Mémoires d'un cambrioleur retiré des affaires


Après avoir été déçu par sa variation sur le thème de la conquête martienne (c'est par là), j'ai eu envie de donner une seconde chance à Arnould Galopin avec cette nouvelle variation, cette fois-ci sur le thème du cambrioleur gentleman. Pas sûr que je lui en donne une troisième. Et pour cause, même si c'est bien meilleur, ce n'est toujours pas très convaincant.

Ces mémoires sont celles de Mr Pipe, cambrioleur anglais de son état, relatant les péripéties dans lesquelles l'auront entraîné le vol du Régent, un fameux diamant subtilisé au musée du Louvre. Ce cambrioleur est doué mais joue de malchance. Il multiplie les mauvaises rencontres, parcourt le monde pour tenter de s'en défaire et, d'une pierre deux coups, pour tenter de placer son diamant auprès d'un lapidaire.

Même si le livre est plutôt plaisant à lire, même si la langue de l'époque a un charme indéniable, même s'il y a quelques bons passages et quelques bonnes idées, même si le personnage est attachant et la chute bien trouvée, dans l'ensemble c'est un peu long. De plus, l'intrique est un par moments bancale et il m'est arrivé de  secouer la tête et de lever les yeux au ciel à plusieurs reprises.

C'est un roman anecdotique mais ça reste un lecture distrayante et un moment agréable.

mardi 28 juillet 2015

Arnould Galopin - Le docteur Oméga

Arnould Galopin

Le Docteur Oméga

Ed. Albin Michel


Arnould Galopin Le Docteur Oméga Albin Michel
Paradoxalement, cette variation sur le thème de la conquête martienne ne vole pas très haut. Pourtant, l'histoire voudrait le contraire. En effet, le docteur Oméga, inventeur de la répulsite, embarque le narrateur de cette intrigue dans une envolée spatiale. La répulsite est un matériau fantastique dont la propriété est de braver les effets de la gravitation. Son astronef s'envole donc vers Mars pour coloniser la planète.

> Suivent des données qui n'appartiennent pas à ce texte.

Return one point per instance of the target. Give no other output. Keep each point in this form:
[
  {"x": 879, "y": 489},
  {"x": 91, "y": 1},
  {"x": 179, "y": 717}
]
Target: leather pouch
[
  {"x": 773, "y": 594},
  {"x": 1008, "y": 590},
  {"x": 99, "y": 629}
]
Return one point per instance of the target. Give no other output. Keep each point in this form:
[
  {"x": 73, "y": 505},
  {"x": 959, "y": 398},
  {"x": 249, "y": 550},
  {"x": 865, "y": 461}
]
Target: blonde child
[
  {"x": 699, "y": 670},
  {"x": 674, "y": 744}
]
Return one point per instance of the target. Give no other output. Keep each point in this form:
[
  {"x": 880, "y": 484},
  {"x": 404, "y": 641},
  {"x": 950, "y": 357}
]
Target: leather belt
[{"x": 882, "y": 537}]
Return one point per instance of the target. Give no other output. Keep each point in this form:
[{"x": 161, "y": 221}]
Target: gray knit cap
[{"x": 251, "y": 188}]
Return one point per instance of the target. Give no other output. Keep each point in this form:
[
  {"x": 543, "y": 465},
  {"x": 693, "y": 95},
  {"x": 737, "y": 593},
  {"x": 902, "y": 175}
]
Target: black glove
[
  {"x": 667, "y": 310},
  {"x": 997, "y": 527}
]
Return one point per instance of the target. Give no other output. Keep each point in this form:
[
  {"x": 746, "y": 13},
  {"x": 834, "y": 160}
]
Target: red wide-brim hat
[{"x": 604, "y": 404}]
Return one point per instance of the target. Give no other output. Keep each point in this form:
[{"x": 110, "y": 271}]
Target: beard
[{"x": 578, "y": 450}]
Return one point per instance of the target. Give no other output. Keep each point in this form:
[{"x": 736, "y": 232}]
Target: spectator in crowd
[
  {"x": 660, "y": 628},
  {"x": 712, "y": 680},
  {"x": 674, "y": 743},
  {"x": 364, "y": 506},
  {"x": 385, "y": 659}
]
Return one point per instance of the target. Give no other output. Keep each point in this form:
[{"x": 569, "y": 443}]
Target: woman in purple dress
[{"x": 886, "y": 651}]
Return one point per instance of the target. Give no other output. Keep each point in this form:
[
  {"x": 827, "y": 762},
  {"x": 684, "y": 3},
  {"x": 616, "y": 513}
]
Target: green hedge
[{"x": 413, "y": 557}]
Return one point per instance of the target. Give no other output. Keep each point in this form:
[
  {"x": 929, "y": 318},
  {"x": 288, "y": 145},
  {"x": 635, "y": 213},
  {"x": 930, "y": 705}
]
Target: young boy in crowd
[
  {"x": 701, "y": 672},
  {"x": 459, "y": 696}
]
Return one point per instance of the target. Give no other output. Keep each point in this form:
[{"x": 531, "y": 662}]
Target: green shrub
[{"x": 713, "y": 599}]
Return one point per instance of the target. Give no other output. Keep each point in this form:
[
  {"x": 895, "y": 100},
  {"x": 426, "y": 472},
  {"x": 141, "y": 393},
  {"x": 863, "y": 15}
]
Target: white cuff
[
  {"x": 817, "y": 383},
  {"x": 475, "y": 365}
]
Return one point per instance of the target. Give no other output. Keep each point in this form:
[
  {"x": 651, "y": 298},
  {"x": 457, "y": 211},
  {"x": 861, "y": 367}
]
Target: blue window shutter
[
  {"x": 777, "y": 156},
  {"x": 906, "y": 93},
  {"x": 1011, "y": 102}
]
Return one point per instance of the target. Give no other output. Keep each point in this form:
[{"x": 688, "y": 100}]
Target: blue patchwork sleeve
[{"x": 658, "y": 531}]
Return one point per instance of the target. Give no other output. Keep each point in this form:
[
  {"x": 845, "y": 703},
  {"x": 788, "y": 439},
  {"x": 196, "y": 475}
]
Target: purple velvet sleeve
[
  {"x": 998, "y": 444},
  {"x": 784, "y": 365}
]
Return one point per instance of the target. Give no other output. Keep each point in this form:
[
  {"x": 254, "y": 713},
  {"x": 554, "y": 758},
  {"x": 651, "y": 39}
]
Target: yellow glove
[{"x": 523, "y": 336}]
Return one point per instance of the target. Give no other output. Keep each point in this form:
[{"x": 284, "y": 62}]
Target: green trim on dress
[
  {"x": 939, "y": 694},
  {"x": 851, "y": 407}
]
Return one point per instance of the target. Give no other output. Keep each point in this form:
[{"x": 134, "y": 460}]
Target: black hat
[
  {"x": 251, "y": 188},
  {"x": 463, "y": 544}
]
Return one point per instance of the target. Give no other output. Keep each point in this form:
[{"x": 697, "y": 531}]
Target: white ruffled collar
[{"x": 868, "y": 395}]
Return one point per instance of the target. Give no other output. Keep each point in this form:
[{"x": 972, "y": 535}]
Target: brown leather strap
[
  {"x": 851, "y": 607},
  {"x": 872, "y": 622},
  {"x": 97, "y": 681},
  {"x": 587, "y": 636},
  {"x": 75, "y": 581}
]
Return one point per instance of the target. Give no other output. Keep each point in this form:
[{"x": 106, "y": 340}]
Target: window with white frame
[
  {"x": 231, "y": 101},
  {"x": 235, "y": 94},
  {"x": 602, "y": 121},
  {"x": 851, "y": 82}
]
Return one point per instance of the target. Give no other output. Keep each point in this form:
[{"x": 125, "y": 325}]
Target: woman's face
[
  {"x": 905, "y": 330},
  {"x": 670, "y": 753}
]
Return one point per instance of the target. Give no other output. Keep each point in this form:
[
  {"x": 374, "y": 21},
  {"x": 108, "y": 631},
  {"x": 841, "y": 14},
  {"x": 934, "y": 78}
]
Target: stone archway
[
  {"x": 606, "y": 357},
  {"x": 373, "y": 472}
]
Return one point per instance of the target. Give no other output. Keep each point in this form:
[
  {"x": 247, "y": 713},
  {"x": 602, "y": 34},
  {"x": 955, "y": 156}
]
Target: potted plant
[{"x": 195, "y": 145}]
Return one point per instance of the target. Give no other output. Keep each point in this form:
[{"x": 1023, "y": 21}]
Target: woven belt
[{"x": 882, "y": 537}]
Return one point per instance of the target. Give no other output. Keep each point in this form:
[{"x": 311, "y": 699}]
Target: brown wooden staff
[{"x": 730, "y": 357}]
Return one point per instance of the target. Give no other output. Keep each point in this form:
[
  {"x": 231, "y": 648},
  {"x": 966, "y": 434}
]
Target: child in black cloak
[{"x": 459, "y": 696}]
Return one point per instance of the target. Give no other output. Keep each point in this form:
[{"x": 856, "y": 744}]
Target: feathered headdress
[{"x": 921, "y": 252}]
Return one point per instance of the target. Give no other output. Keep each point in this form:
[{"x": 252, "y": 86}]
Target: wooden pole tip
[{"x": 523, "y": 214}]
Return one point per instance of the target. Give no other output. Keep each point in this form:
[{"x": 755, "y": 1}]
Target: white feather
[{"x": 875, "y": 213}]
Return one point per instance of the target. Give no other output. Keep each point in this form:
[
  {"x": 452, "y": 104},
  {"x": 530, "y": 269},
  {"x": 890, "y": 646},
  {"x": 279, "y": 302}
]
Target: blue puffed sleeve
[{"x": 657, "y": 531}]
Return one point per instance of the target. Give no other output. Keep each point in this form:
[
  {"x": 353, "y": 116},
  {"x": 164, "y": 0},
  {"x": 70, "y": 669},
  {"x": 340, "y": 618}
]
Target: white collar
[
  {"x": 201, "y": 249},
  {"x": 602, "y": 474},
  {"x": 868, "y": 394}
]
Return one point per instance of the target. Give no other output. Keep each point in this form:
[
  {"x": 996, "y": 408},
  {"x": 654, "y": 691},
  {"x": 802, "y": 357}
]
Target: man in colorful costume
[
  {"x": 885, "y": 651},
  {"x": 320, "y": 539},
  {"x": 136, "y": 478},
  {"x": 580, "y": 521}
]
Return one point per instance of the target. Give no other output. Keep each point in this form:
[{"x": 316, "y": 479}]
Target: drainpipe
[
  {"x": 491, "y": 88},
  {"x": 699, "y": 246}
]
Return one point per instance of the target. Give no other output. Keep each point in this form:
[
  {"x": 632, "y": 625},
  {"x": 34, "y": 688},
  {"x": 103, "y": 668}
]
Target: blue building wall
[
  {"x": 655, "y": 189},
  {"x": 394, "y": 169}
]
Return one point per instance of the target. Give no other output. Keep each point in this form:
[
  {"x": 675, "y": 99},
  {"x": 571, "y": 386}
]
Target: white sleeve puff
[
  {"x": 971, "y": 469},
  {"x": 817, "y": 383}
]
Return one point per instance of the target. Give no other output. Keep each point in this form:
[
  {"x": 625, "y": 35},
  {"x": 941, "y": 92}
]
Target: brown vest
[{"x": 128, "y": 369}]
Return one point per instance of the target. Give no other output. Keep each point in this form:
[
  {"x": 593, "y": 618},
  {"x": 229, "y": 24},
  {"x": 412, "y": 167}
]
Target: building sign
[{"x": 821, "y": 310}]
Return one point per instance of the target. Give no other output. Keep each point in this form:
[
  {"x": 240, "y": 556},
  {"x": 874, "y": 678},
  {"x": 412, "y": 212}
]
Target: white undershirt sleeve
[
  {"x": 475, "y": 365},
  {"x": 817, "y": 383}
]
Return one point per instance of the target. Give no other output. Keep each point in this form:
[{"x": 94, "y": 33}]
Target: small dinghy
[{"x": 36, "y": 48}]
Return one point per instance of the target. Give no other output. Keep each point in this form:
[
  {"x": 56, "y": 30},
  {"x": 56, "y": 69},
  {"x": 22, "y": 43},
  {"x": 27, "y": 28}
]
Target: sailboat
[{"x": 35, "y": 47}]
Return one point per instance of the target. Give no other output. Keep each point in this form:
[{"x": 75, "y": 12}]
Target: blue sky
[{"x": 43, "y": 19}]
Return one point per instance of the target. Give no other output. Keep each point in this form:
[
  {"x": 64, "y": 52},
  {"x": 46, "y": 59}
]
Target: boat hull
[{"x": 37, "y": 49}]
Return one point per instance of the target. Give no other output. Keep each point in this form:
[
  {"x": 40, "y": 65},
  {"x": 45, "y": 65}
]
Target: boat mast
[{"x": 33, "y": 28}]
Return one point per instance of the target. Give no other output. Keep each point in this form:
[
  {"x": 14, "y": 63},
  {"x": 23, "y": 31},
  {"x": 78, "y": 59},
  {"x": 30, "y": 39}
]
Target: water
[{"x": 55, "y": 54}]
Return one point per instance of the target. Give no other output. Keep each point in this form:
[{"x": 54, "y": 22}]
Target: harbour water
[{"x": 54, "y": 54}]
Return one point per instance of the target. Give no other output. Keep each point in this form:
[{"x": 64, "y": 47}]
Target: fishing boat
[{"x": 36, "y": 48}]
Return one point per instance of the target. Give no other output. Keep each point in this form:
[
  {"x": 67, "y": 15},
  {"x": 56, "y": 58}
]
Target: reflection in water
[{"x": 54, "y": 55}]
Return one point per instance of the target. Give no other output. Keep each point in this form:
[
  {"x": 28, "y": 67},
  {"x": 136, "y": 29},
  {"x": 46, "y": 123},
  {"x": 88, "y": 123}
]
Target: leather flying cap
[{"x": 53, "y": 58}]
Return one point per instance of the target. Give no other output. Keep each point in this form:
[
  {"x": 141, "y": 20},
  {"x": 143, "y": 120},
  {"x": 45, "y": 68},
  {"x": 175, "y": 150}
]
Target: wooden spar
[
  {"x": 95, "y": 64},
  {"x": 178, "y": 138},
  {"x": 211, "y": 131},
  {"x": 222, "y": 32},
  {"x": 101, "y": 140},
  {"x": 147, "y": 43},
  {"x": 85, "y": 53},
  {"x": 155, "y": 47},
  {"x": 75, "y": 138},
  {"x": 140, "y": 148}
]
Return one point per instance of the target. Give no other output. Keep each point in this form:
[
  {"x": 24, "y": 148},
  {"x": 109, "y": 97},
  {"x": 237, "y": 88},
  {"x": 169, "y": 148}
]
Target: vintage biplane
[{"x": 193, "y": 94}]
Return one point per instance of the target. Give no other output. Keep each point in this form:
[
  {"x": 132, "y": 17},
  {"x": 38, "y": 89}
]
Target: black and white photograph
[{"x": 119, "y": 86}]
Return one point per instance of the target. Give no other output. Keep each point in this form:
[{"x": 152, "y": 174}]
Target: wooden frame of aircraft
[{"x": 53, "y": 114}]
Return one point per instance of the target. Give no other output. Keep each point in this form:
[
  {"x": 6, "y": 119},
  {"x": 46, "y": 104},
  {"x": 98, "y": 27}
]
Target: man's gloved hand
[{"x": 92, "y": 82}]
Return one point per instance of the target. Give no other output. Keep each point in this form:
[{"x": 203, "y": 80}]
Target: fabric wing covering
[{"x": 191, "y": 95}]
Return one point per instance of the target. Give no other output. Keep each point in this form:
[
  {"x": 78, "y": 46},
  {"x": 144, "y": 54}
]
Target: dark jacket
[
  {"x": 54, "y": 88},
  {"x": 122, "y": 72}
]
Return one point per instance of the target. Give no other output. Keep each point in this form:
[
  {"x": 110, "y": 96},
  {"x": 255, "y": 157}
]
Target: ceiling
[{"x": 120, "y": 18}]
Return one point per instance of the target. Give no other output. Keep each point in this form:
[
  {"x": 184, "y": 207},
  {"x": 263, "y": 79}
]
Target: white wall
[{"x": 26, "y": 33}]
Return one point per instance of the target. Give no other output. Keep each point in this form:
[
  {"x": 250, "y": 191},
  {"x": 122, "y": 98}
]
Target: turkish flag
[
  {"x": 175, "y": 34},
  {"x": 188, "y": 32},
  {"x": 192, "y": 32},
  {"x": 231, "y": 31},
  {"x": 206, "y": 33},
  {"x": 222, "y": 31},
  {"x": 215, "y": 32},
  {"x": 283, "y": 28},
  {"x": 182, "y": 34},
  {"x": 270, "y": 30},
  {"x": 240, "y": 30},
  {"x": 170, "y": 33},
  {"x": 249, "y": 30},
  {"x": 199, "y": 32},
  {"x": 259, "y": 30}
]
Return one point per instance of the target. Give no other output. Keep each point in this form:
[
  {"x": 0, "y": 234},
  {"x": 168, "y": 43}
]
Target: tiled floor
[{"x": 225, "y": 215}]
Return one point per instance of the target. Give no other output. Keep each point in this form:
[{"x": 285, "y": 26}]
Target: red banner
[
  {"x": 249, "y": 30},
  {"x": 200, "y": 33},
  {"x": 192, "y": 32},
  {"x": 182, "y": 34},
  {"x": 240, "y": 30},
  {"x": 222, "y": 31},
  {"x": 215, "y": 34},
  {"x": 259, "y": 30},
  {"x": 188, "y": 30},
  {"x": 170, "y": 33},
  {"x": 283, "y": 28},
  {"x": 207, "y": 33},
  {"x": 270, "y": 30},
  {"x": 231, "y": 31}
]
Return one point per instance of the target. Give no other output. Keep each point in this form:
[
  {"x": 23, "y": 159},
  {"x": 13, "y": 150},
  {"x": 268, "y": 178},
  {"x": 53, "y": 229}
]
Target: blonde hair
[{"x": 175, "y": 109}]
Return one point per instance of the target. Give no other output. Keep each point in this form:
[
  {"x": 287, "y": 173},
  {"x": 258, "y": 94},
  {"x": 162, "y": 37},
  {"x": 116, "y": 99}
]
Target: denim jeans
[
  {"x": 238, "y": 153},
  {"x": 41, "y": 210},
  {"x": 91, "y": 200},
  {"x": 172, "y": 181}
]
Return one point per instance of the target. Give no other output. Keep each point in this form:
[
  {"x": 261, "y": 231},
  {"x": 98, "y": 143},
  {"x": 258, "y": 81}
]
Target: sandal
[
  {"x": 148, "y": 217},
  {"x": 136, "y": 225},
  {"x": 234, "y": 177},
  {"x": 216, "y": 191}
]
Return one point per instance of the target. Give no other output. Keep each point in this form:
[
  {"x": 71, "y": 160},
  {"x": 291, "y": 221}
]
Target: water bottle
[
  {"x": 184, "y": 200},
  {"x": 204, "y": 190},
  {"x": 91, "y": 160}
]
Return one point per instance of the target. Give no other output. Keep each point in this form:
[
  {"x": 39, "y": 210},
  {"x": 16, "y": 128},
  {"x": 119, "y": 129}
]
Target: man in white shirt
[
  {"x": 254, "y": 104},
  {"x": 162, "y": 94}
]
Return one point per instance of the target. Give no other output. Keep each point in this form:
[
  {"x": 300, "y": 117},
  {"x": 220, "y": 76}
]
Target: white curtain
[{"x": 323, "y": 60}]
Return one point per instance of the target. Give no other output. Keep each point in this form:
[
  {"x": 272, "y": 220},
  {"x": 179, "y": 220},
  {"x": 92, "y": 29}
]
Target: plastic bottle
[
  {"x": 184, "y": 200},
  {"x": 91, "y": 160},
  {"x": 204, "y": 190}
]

Une fois sur place, on réalise que les martiens ne valent pas même la corde pour les pendre. On les dessoude donc en veux-tu en voilà et les rebondissements s'enchaînent à coups de grosses ficelles et de fil blanc. Finalement, au lieu de conquête martienne, ça tourne à la tentative d'extermination pure et simple.

Un roman d'anticipation daté et désuet sans grand intérêt si ce n'est la langue très 1900 et les gravures qui illustrent cette édition.

Ma première rencontre avec Arnould Galopin pourrait bien être la dernière.